The South African Constabulary
British planning for the postwar period included a para-military force to police the conquered Boer republics. This resulted in the creation of the South African Constabulary (SAC). In August 1900, two months after the fall of Pretoria, Major-General Robert Baden-Powell, famous as the leader of the besieged garrison of Mafeking, was appointed to raise and command the new force. In retrospect, British hopes that the 8,500-strong constabulary could assume responsibility for pacifying the countryside were hopelessly optimistic. The Boers continued to fight on following the capture of their capitals, contrary to the expectations of the British high command.

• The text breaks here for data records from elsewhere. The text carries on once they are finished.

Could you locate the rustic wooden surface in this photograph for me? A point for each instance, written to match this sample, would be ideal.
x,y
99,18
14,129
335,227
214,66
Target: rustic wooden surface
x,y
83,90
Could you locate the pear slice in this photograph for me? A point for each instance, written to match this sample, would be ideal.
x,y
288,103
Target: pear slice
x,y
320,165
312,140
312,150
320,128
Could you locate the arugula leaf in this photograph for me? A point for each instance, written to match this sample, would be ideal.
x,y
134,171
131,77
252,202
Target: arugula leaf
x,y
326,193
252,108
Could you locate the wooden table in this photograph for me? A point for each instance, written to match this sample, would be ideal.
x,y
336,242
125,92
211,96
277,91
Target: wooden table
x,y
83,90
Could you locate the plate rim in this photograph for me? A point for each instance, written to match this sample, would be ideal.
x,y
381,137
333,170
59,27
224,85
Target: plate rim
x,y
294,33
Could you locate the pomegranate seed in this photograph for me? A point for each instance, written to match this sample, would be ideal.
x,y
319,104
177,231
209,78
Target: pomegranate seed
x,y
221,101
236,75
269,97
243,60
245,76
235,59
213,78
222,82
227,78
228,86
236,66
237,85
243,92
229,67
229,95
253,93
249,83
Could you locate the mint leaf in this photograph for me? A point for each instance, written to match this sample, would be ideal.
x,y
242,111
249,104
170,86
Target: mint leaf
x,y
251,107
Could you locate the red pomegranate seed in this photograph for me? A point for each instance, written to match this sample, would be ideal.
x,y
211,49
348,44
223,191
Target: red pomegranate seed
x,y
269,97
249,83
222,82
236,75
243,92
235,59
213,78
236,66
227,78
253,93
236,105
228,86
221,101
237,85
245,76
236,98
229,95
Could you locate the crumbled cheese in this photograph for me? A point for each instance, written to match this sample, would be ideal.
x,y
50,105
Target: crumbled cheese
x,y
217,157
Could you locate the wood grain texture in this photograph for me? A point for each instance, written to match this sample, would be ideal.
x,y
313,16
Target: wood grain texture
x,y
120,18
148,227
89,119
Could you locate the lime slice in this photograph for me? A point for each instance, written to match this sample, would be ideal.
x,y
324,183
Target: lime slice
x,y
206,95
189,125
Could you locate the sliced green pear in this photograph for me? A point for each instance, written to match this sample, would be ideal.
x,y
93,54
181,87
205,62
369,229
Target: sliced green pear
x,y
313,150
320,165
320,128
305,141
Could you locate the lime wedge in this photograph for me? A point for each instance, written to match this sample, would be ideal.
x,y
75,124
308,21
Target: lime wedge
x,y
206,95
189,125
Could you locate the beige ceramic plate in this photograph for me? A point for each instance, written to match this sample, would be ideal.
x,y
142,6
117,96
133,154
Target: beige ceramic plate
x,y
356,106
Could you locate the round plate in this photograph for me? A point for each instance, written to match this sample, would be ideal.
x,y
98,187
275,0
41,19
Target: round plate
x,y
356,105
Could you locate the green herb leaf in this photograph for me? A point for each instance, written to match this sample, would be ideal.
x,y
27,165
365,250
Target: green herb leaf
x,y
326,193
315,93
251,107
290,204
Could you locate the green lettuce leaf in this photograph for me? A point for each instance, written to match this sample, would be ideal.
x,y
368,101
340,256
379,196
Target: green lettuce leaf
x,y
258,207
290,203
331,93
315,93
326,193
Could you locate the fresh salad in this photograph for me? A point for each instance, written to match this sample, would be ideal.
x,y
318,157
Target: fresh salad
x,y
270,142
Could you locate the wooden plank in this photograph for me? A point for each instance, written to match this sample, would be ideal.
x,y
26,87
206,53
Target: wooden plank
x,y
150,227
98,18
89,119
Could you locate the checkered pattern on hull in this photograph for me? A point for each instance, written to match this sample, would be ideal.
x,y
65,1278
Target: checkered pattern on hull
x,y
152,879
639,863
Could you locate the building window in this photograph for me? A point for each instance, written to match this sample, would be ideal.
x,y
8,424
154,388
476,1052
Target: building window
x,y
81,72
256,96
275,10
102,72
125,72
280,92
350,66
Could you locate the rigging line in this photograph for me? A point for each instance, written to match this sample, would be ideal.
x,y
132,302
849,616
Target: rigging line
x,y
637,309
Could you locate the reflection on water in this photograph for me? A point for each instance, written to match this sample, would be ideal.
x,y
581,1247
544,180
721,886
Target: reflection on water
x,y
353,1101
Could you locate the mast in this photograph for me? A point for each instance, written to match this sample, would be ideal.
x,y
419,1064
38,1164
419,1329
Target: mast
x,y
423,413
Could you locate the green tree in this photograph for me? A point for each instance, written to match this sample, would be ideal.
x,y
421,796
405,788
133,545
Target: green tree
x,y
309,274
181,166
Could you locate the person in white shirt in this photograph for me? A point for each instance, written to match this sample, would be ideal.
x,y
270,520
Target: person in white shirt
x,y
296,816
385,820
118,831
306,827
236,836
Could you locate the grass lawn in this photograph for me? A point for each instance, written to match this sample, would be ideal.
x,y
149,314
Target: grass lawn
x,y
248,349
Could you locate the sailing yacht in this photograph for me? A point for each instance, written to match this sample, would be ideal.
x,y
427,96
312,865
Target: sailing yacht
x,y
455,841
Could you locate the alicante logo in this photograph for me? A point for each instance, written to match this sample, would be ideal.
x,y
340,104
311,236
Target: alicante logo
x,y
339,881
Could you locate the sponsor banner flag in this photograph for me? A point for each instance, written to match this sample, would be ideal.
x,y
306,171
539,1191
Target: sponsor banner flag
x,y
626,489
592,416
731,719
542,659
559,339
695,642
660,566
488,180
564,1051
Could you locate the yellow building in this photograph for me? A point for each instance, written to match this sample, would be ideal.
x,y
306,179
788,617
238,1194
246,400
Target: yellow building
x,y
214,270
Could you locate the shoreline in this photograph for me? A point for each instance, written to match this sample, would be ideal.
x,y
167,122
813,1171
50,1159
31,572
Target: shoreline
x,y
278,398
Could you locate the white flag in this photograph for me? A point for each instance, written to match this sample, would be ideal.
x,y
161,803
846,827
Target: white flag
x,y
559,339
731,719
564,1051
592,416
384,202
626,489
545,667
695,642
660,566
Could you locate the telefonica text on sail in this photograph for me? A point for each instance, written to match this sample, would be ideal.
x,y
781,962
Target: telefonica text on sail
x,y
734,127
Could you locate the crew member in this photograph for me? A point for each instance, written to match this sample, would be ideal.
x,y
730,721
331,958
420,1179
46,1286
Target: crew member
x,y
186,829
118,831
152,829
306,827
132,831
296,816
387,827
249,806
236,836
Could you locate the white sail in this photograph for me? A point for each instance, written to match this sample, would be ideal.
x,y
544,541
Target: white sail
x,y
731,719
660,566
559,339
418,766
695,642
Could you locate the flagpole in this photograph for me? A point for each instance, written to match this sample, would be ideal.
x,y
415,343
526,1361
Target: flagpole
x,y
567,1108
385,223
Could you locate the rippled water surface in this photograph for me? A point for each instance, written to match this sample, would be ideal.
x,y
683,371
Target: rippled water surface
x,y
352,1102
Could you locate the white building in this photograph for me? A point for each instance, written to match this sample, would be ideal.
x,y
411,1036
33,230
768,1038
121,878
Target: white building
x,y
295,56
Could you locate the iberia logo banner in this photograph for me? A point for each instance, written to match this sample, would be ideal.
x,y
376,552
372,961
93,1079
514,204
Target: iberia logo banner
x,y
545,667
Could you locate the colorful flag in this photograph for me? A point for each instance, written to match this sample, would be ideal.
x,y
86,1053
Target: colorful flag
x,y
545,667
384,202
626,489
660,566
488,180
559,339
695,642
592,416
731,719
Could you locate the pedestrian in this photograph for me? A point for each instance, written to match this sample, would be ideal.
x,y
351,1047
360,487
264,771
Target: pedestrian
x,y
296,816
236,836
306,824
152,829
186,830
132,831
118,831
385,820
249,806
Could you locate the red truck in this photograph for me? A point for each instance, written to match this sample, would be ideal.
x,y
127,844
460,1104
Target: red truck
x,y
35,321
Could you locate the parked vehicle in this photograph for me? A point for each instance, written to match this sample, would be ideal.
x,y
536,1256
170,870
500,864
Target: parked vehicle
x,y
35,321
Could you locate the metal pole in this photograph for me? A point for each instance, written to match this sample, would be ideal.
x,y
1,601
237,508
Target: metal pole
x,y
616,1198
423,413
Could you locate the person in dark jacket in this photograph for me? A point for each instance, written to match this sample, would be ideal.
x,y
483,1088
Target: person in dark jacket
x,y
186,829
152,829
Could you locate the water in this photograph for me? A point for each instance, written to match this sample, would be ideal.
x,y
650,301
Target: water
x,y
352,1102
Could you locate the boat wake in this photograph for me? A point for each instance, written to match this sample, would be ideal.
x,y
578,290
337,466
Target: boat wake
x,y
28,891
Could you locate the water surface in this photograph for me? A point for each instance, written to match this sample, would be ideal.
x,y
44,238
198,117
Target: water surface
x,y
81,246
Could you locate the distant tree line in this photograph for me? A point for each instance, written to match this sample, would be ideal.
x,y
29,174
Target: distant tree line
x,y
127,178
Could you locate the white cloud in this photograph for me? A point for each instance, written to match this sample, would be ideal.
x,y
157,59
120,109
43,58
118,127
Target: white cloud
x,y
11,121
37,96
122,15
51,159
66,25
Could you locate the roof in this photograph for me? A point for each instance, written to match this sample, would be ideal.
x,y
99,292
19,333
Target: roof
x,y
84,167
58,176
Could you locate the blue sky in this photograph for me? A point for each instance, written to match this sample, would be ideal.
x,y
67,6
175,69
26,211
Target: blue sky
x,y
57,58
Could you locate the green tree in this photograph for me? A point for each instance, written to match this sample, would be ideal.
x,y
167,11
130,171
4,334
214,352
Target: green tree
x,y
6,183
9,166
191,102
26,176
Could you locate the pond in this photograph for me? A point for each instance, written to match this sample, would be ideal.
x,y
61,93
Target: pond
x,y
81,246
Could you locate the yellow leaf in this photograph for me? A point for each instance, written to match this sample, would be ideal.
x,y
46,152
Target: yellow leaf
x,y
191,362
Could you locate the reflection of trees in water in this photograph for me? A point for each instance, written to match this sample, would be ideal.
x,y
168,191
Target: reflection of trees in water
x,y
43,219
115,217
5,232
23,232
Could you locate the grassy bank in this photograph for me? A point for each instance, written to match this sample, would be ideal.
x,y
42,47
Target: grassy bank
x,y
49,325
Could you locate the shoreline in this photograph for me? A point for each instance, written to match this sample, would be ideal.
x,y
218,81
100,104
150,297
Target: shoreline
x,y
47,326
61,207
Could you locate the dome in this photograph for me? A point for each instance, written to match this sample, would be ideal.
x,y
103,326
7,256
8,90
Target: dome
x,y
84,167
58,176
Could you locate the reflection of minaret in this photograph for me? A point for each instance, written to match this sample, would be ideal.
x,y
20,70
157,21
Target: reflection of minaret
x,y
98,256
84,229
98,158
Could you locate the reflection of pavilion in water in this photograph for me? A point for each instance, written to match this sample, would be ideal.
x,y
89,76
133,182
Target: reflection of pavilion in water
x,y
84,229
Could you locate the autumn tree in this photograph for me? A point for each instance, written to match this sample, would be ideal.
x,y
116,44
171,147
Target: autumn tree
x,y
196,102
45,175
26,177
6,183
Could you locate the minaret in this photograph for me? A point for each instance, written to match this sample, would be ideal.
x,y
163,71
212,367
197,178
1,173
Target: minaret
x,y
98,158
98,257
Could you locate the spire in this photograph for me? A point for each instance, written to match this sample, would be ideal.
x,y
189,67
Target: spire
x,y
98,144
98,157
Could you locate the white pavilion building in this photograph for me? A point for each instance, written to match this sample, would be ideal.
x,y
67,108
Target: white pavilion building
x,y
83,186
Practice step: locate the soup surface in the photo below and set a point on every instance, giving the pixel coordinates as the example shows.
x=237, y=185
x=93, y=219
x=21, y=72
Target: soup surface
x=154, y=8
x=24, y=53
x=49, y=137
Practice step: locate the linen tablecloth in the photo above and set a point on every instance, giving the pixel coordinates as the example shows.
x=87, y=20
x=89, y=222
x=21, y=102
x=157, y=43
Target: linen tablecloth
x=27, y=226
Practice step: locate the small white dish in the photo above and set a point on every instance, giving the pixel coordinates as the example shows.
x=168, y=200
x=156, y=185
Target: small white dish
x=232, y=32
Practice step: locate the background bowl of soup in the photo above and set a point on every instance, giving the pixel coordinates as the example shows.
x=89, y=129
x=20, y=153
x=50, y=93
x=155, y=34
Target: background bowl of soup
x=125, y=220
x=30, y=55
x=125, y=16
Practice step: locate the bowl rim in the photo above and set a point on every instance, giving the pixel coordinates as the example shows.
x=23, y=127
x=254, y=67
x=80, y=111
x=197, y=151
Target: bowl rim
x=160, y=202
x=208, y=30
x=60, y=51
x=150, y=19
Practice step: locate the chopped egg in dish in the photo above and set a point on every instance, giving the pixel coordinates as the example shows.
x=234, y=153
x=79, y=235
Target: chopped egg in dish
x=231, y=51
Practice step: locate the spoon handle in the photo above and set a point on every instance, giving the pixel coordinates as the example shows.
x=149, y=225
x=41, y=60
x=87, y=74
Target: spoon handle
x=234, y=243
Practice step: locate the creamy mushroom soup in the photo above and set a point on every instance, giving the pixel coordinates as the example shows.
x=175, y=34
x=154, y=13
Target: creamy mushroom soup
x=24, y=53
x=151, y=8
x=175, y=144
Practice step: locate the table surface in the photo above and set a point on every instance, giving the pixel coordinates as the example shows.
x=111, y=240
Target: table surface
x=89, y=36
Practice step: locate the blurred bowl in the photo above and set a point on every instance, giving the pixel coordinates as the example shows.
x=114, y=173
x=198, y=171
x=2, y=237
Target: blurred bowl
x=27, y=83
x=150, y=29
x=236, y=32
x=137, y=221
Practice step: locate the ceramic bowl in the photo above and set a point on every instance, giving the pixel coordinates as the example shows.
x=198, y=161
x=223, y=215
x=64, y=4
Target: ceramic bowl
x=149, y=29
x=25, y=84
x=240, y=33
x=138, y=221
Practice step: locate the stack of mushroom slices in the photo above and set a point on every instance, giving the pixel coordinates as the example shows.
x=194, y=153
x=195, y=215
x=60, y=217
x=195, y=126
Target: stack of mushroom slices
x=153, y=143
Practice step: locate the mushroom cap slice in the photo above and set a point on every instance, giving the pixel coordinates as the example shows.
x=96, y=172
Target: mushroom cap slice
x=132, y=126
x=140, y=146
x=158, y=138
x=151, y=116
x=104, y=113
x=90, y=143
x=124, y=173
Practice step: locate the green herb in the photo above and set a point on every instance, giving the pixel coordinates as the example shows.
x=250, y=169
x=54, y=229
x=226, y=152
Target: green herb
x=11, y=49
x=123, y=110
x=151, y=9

Baden-Powell had been impressed with the Canadians, especially "C" Battery, with which he had served at Mafeking, and he expressed a desire to 'get as many of the Canadians in his force as possible'. While some members of the first and second contingents did transfer to the SAC, the bulk of the Canadians that served in the force - 30 officers and 1,208 other ranks - were enlisted in Canada in early 1901. Nearly three-quarters of the Canadian officers, and 100 of the men, had previous service in South Africa. Some members of later Canadian contingents also joined the force rather than return to Canada at the war's end.
Among the Canadian members of the SAC was the legendary Colonel Sam Steele, who had already commanded Strathcona's Horse. He would spend five years in South Africa, returning to Canada in 1906. Many of the Canadians believed they would serve together under Canadian officers. This was not the case, however, and the British broke up the Canadian contingent, an act which led to some disciplinary problems.
The SAC was a military organization disguised as a police force. Nevertheless, the British Army did not recognize it as a full partner in the war, despite the fact the SAC took part in many campaigns and experienced some hard fighting, as attested to by its casualty records and the list of honours and awards won by its members. At least 57 Canadians died and six won decorations while serving in its ranks.